Supervisor Thomas Scozzafava (R-Moriah) said that in the case of one sale to a relative already OK'd, the owner had died.
Manning said there could be problems with that type of sale, as well. He cited a case where a property was willed to one brother and another brother approached a county to buy the property.
"There are family issues out there," Supervisor Randy Douglas (D-Jay) said. "I'd caution the board to be careful. I agree we should do anything we can do to keep a property in family hands if it's been there for generations."
County Treasurer Michael Diskin said they can add a clause that a sale is contingent on no one else claiming the property before the deadline.
"We could put the monies in trust and not do anything with them before that date."
The county has approved sales to relatives of property owners in Moriah, Crown Point and Keene, with the 14-day condition.
ADJACENT OWNER
But supervisors balked at selling to an adjacent property owner in Moriah's Witherbee hamlet.
Scozzafava said the property at 31 Wasson St., Witherbee contains a duplex dwelling, and the owner on the other side offered the county a $2,000 bid for it.
Back taxes are $13,800, and the owner won't answer subpoenas, Scozzafava said.
"The place is an absolute mess.
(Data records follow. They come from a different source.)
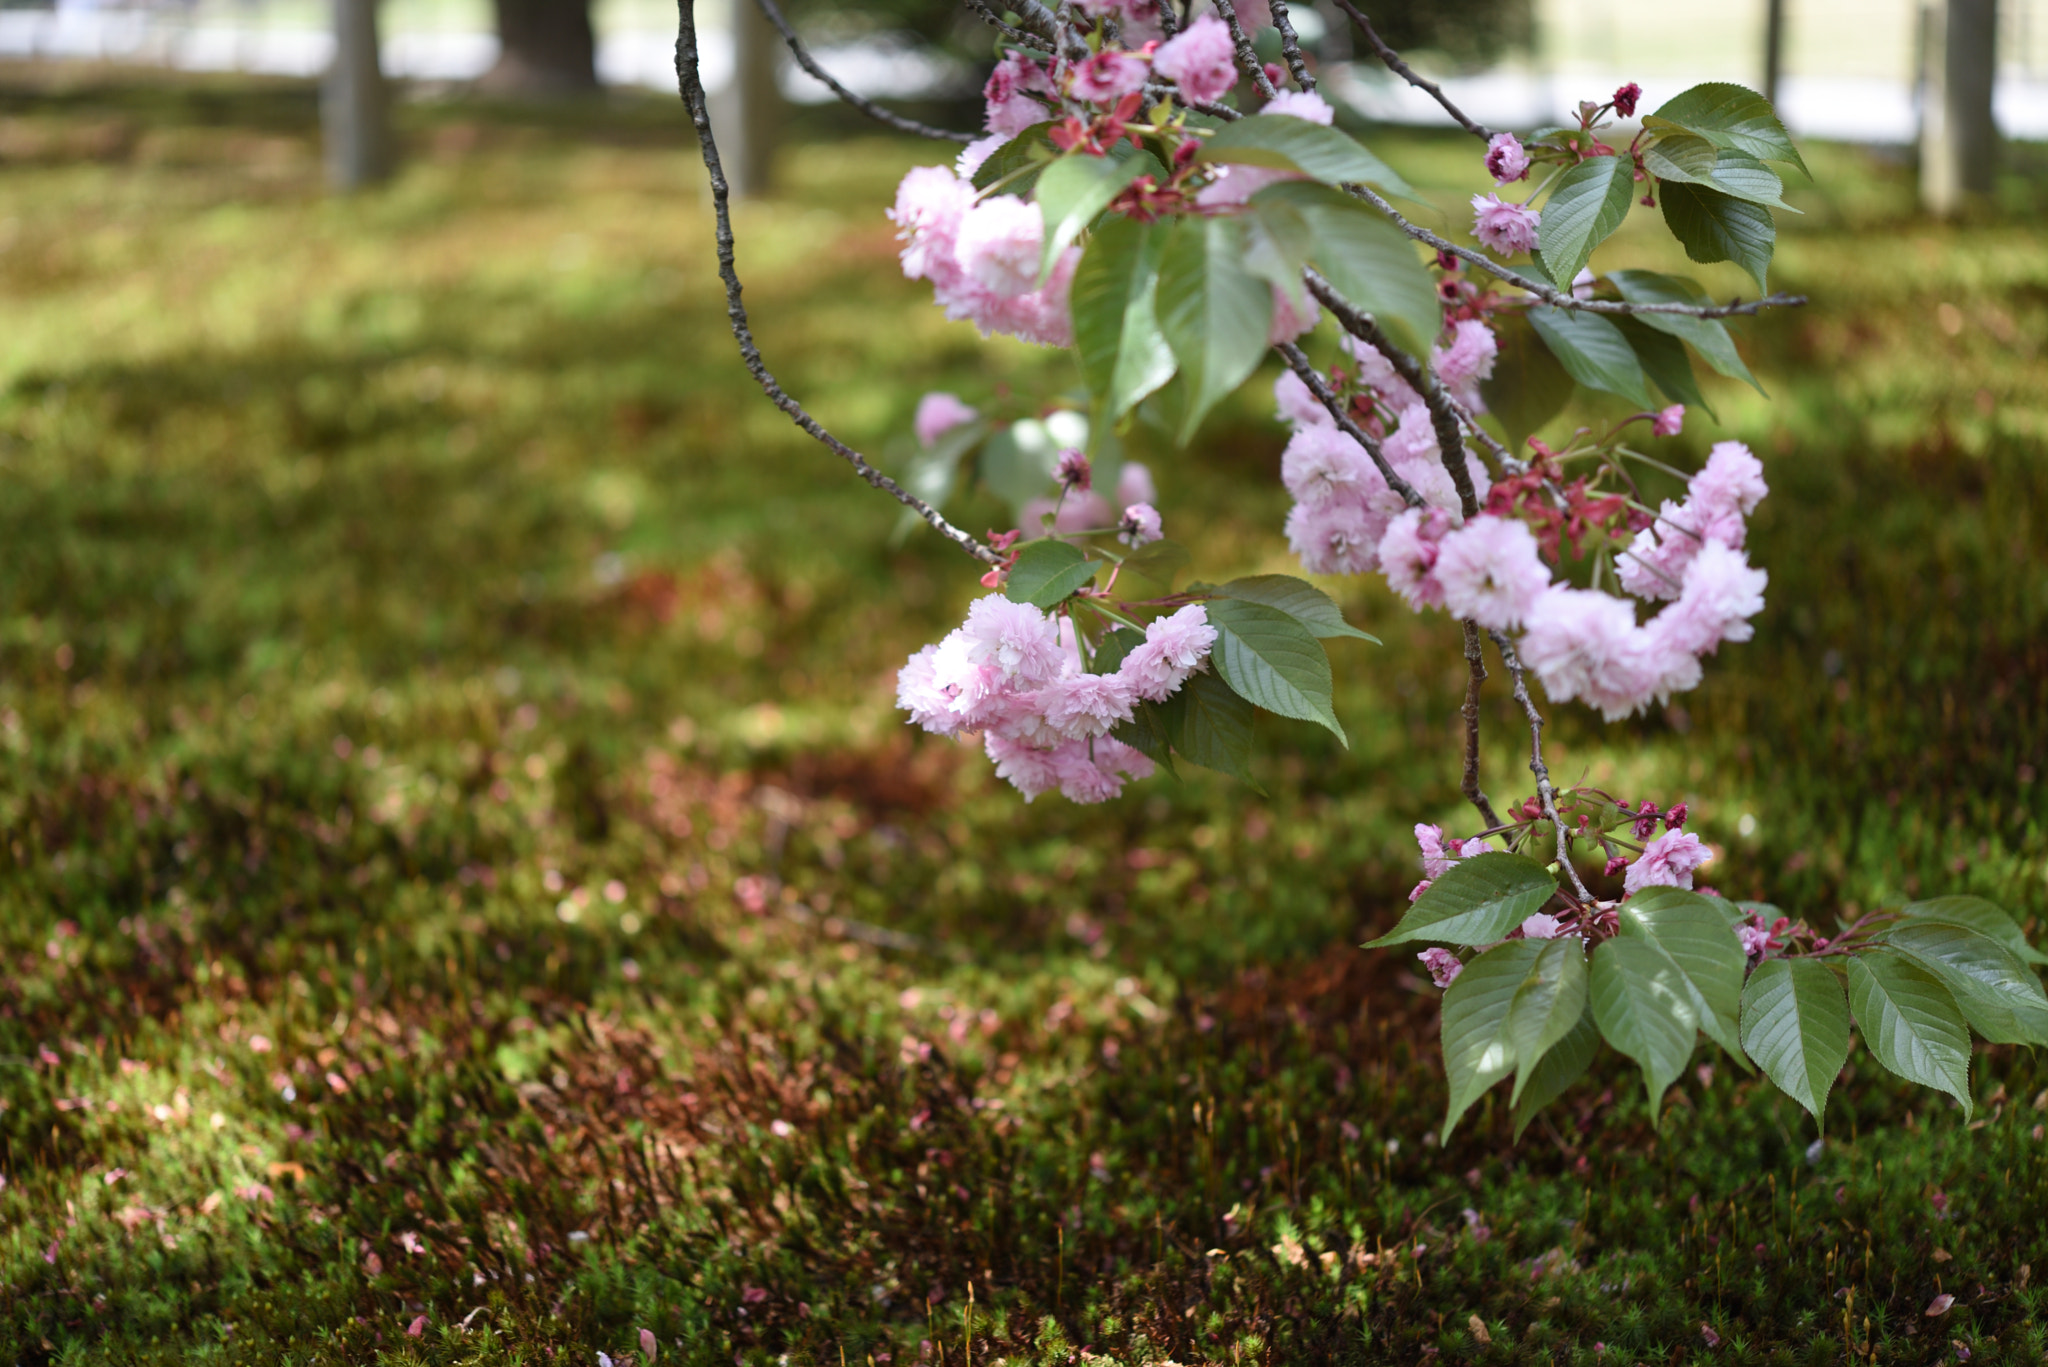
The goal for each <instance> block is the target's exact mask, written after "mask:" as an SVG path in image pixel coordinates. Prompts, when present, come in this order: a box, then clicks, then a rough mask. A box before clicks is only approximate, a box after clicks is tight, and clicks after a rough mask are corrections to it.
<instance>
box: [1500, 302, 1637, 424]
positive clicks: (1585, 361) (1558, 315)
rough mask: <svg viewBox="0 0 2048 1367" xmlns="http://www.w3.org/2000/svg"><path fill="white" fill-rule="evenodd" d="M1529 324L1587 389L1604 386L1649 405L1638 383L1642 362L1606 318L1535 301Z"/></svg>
mask: <svg viewBox="0 0 2048 1367" xmlns="http://www.w3.org/2000/svg"><path fill="white" fill-rule="evenodd" d="M1528 318H1530V326H1534V328H1536V332H1538V336H1542V340H1544V346H1548V348H1550V353H1552V355H1554V357H1556V359H1559V365H1563V367H1565V369H1567V371H1569V373H1571V377H1573V379H1577V381H1579V383H1581V385H1585V387H1587V389H1606V391H1608V393H1620V396H1622V398H1624V400H1630V402H1634V404H1642V406H1645V408H1649V402H1651V391H1649V387H1645V383H1642V363H1640V361H1636V353H1634V348H1632V346H1628V338H1626V336H1622V330H1620V328H1616V326H1614V324H1612V322H1608V320H1606V318H1599V316H1597V314H1581V312H1573V309H1559V307H1550V305H1538V307H1532V309H1530V312H1528Z"/></svg>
We've had zero cooperation from either the landlord or the tenant."
Police have been called to the house as recently as Oct. 3, he said, because of conditions there.
"We're going to get it cleaned up one way or another."
County Manager Daniel Palmer said the best way to handle that one might be that if it doesn't sell at auction, the county could then sell it to the adjacent resident.
"To treat someone else differently is going to cause all kinds of problems," Manning said, because others would want the same deal.
In the last tax sale, the county did sell properties in Jay and Minerva to adjoining residents.
Auctioneer Edward Haroff will be placing signs at the tax-sale parcels this week, with the brochure out Friday or Saturday, Diskin said.
He said that if a property is sold before the tax sale, "it will stay in the brochure, and they'll cross it out with an X."
The sale starts at 10 a.m. Thursday, Nov. 13, at the Ticonderoga Best Western.